Give your LLM access to external knowledge — the most important pattern in production AI.
Large language models have three critical limitations that RAG addresses:
Model training data has a cutoff date. Claude Opus's knowledge ends in early 2025. It can't answer questions about events that happened after that.
When models don't know something, they confidently make up plausible-sounding answers. Give them real facts, and hallucinations drop dramatically.
Models can't read your company's internal docs, codebase, or customer data. They only work with what you give them in the prompt.
You can't fit your entire knowledge base in the system prompt. RAG lets you dynamically retrieve only relevant documents, saving tokens and cost.
Instead of hoping the model knows something, you retrieve relevant documents, inject them into the prompt, then ask the model to answer based on those facts. This is the most important pattern in production AI systems.

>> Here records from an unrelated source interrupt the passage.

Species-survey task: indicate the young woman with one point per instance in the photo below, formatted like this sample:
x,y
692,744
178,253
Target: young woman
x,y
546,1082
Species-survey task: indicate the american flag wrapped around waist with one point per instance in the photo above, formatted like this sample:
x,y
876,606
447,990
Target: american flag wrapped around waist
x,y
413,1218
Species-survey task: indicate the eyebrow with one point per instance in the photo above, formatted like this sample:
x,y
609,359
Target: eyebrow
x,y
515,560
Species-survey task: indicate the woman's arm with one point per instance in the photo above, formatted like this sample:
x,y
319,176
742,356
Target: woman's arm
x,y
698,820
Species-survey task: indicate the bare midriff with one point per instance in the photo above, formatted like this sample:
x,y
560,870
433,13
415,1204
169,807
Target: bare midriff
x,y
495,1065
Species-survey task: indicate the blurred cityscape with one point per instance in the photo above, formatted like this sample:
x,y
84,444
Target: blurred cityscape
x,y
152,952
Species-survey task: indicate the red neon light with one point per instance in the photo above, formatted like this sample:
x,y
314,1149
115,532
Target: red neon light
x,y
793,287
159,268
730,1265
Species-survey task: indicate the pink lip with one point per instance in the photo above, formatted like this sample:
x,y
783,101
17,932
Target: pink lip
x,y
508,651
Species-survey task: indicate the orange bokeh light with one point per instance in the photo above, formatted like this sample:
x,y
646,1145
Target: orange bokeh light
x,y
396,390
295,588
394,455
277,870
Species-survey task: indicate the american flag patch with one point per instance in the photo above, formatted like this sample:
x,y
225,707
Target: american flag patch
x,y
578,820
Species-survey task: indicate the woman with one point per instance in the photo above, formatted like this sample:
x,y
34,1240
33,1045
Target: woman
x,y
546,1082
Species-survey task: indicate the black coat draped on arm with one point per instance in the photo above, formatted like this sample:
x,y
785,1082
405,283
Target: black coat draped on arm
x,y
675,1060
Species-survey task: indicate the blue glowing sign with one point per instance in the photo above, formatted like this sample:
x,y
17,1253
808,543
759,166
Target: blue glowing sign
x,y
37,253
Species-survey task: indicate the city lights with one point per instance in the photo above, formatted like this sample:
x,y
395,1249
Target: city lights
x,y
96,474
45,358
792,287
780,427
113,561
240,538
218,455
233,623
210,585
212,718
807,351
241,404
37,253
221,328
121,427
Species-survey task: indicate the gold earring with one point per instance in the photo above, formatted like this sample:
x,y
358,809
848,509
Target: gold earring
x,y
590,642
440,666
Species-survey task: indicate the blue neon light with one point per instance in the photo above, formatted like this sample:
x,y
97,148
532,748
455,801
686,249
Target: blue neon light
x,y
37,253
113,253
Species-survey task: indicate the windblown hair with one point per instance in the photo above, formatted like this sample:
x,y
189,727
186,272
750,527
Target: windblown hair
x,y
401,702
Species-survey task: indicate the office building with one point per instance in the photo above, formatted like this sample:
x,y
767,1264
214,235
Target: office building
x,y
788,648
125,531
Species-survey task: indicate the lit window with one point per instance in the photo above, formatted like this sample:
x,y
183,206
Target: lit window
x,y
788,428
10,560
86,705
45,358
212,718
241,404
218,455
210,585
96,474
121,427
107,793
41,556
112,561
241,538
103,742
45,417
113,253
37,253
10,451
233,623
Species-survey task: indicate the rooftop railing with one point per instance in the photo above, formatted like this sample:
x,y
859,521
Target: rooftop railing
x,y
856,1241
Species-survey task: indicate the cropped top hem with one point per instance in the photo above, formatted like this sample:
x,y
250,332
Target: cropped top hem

RAG follows a clear four-step pipeline. Understanding each step is key to building reliable systems.
Step 1: Query
The user asks a question. This query is passed to a retrieval system. The query itself isn't sent to Claude yet — it's used to find relevant documents.
Step 2: Retrieve
The retrieval system (typically a vector database like Pinecone, Weaviate, or Chroma) finds documents similar to the query. Most commonly, this uses semantic search — converting the query to numbers (embeddings) and finding nearby documents.
Step 3: Augment
The retrieved documents are injected into the prompt. A typical augmentation looks like:
You are a helpful customer support agent.
<context>
The following documents are relevant to the customer's question:
---
From our Knowledge Base (Product FAQ):
Q: How do I reset my password?
A: Click "Forgot Password" on the login page, enter your email,
and follow the verification link.
---
From our Support Docs:
Resetting passwords typically takes 5-10 minutes. If you don't receive
the email within 15 minutes, check your spam folder.
</context>
Based on the documents above, answer the customer's question.
If the documents don't contain the answer, say so.
User: I forgot my password. How do I reset it?
Step 4: Generate
Claude reads the augmented prompt (with context) and generates a response grounded in the retrieved facts. Because the model has the facts in front of it, it can't hallucinate — it either uses the docs or declines to answer.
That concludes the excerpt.